Robin Caudell is an award-winning Staff Writer for the Press-Republican newspaper in Plattsburgh, where she has worked since 1990. Robin holds a BS in Journalism, University of Maryland at College Park, and a MFA in Creative Writing from Goddard College. She is a Cave Canem Poet, North Country Underground Railroad Historical Association Trustee and founding member of the Plattsburgh Air Force Base Museum. A Cold War Veteran and SAC Warrior, Sgt. Caudell was stationed at Plattsburgh Air Force Base, where she was the recipient of the John L. Levitow Award, Non-Commissioned Officer Leadership School. She recently received the 2022 Women of Distinction Military Service Award from NY State Assemblyman Billy Jones. Since living in the Adirondacks, her diverse research projects explore the Underground Railroad and the Black Experience in the Adirondacks.

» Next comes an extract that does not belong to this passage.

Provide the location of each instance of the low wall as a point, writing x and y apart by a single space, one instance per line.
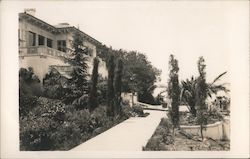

Sandra Weber is an independent researcher and writer specializing in Adirondack History and Women’s History. For more than 30 years, she has been researching, portraying, and writing about women and their relationships with the Adirondack landscape. Breaking Trail: Remarkable Women of the Adirondacks, which she co-authored with Peggy Lynn in 2004, profiled the lives of 25 women. Several of Sandra’s other books, such as Mount Marcy, convey a “sense of place” by exploring the human and natural history of a specific site in microscopic detail. More recently, Sandra has studied the woman suffrage movement and the importance of commemoration. She wrote The Woman Suffrage Statue (McFarland, 2016) and edited The Champlain Valley Suffrage Centennial Auto Tour (2021).